I was shocked to find out about hidden graveyards tucked away from prying eyes, and one in particular that was used as a witch burying site. The townsfolk would bury the witches and then pour cement over their graves to keep the witches in the earth. Jimmy wouldn't tell us where the graveyard is, but you know I'm on the lookout now.

I don't think I would've been so surprised by the bevy of suicides among downtown merchants (especially considering most happened during the Great Depression) except that we learned four people died by their own hands in the very building where Billy and I pledged our vows to each other. That is really only creepy because of things that may (or may not) have happened there after all the guests and family left Billy and I to finish cleaning up. ;)

All in all, I am now slightly encouraged to drag Billy to more NSPIR meetups in our area. I mean, we did two EVPs and didn't hear much (though they played tapes recorded only a few days earlier and there was a distinct "Go!") except from some slight knocking that was most likely the result of a century-old building settling on a cold and rainy night... But I would love to try it again with a smaller crew (there were probably 50 on the walk) and a quieter mind.

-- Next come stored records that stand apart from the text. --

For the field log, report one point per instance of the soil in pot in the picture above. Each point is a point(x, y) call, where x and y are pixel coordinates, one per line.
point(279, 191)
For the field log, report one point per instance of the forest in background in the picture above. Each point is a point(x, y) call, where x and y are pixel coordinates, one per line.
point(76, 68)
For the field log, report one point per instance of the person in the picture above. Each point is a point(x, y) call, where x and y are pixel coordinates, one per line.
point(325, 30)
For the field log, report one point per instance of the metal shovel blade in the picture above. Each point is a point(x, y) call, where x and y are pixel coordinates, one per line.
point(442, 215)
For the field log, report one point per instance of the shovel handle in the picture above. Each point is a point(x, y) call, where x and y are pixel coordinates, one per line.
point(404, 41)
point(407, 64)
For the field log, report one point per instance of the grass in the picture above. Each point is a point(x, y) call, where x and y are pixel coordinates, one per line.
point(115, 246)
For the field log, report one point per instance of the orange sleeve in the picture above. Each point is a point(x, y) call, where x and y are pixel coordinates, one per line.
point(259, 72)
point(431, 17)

Also, while the walk itself yielded nothing scary, I have heard all kinds of dings and knocks and bangs, and felt many weird presences, in the days since. Billy says the problem with taking me anywhere is my overactive imagination, but I'm not convinced. I don't think it would take much urging for me to do an amateur EVP in my living room (except I'm too chicken shit). Want to join me?

*Photos borrowed from NSPIR until I get copies of the ones we took that night.

6 comments:

  • Melissa

    I'd LOVE to do EVPs in my house, but I am also way too chickenshit. It's 50 years old and I'm convinced there's something here...but I don't want to know what.

  • Jack

    I can't decided whether I believe or not. I am torn about it, but I have seen some weird stuff.

  • Jessye

    My Aunt did an all night ghost hunting session at an old fort on the Delaware River outside Philadelphia. You actually fly right over it when flying into the airport. She has also met the members of the tv series Ghost Hunters, you know the TAPS folks. However, she has the brave gene because I am WAY to scared for something like that!

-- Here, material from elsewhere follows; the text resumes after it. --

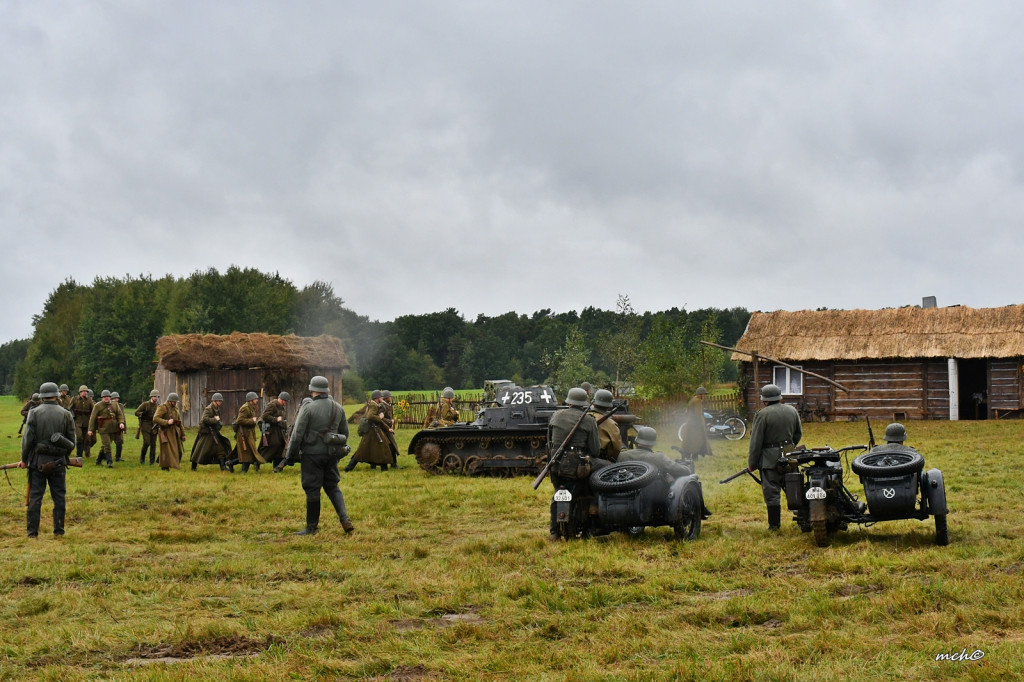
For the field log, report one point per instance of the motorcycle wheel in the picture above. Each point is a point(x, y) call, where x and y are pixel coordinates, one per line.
point(819, 522)
point(941, 531)
point(688, 525)
point(737, 428)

  • Susan Berlien (warmchocmilk)

    creepy. I don't want to believe.....but I do a little bit. shhhh.

  • { L }

    Off topic...but how did I miss that you were FEATURED at We Are That Family?!! That is a big deal girl! :) Congrats and I sooo enjoyed reading it.

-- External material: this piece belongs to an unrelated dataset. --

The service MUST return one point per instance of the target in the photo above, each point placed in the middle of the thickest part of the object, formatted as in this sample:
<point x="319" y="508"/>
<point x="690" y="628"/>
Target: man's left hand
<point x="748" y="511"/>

  • Kelly @ The Miller Mix

    Melissa - I'll come to yours if you come to mine. :)

    Jack - I think I believe, but I do really want some hard evidence. Billy says aliens make more sense than ghosts ... that can't be true.

    Jessye - Your aunt sounds fun! She can come to my EVP session. (I'll let you watch the kids. ;))

    Susan - I am definitely a "don't speak it!" type person. So definitely don't say anything out loud if you don't want it to come true!